Thursday, December 9

New Zealand replaces coal-fired boilers with wood pellets, but some say it slows carbon-neutral progress


New Zealand has gotten down to business replacing high-carbon coal fired boilers with cleaner ones powered by wood pellets.

Forestry section in Port Underwood, South Island, New Zealand

A renewable energy expert says that pellets depend on cutting down pine trees every 20 to 30 years.
Photo: 123RF

Hospitals, schools and our second largest carbon emitter, Fonterra, were making the switch to reduce our carbon emissions from coal, which last year stood at approximately two million tons.

But some were labeling wood pellets as a setback, which would slow down our progress towards becoming carbon neutral by 2050.

Andrew Blakers, an expert professor of renewable energy at the Australian National University, described them as a costly detour on the road to a clean energy future.

He said that using electricity was a much cleaner option and that in Australia it was becoming so cheap that in a few years it would replace gas as an option for large industrial boilers.

This was mainly due to renewable generation like solar and wind, and Australia is now building more renewable generation per capita than anywhere in the world.

And Professor Blakers had this message for people like Fonterra and its boilers.

“I think it’s best left as coal or gas until you can organize to install an electric heat pump. That’s the way to go. Don’t go back to the 19th century.”

He said another problem with wood pellets was that they depended on cutting down pine trees every 20 to 30 years.

A much greater amount of carbon would be absorbed if that same land were planted in natives and left alone.

“Wood pellets are a very bad way to supposedly reduce your carbon footprint. If forests are used for wood pellets, it is better to convert that area of ​​land into native forests, let it absorb carbon for the next 200 years and get up to 250 tons per hectare of carbon. “

This was up to five times more carbon than that absorbed by a pine plantation collected every two decades, he said.

However, Massey University Professor Emeritus Ralph Sims, who was a regular contributor to the International Panel on Climate Change, said that wood pellets did have a role, especially in filling the gap between now and when energy cheap renewable is available.

“High-temperature heat can be produced by electrothermal technologies, but they tend to be a bit expensive at the moment, but that’s an alternative. But if we have a waste product, like our forest residues in the ground as an energy source that is you can store it, then why not collect it and use it. “

However, Ralph Sims said that wood pellets were only a good idea if they were made from wood waste, not, as was the case in North America, from whole trees, which were pelleted and exported to Europe.

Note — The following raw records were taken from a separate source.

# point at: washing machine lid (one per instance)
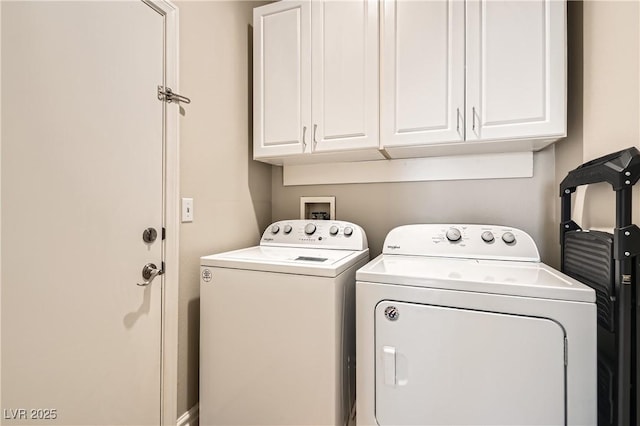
(288, 260)
(527, 279)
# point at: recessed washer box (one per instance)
(318, 208)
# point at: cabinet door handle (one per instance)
(304, 138)
(315, 142)
(474, 114)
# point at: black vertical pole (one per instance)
(624, 273)
(565, 218)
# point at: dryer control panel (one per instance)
(328, 234)
(462, 240)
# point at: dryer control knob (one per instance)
(453, 234)
(309, 229)
(487, 236)
(508, 238)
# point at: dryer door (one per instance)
(448, 366)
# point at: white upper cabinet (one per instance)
(345, 74)
(516, 69)
(282, 78)
(422, 96)
(316, 80)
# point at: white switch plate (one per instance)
(187, 210)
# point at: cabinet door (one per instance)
(281, 75)
(345, 74)
(516, 69)
(422, 95)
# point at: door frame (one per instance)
(171, 175)
(170, 294)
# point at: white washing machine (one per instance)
(277, 327)
(463, 325)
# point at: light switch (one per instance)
(187, 210)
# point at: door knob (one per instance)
(149, 272)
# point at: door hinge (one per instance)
(167, 95)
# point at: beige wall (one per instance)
(232, 193)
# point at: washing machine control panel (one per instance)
(460, 240)
(331, 234)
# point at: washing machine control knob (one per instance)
(309, 229)
(487, 236)
(508, 238)
(453, 235)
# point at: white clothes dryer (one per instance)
(277, 328)
(463, 325)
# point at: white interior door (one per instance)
(82, 177)
(445, 366)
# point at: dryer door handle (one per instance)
(389, 365)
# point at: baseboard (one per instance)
(190, 418)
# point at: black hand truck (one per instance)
(608, 263)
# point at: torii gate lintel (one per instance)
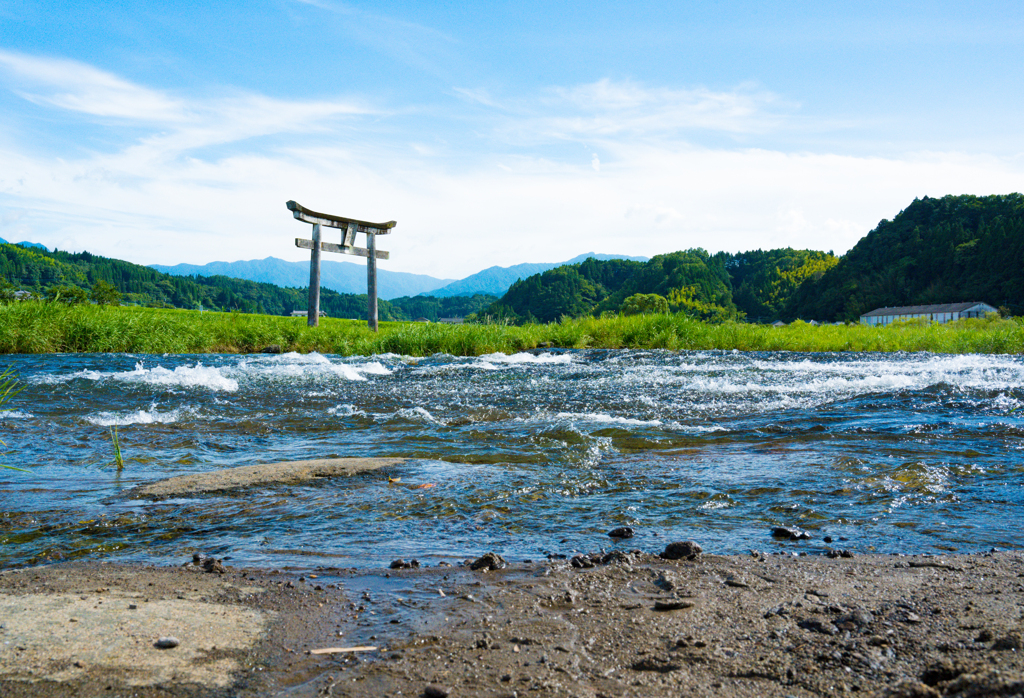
(349, 227)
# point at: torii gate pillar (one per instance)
(349, 227)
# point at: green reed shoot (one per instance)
(9, 387)
(118, 460)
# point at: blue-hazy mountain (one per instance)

“That’s the worst thing you can do is deforestation of any forest, be it New Zealand, North Carolina, the Amazon or Indonesia. We don’t want to touch those forests. We want to encourage their survival and enhance their growth if possible.” as well as.”

Fonterra’s COO Fraser Whineray said the company was determined to cut its use of coal to zero, currently at 500,000 tonnes a year, by 2037 and that this would be done using waste wood from the forestry sector.

“It is simply what we think will be better to deliver reliable, renewable and profitable energy. But for the price of electricity to be competitive against what was effectively a waste product, electricity has to go down enough to overcome it., Be competitive.”

Whineray said one plant had already been converted from coal to wood pellets and that another new biomass boiler was already underway.

He said the timeline for the remaining eight plants to stop burning coal depended on how quickly the supply of waste wood and resource permits for the new boilers could be made available.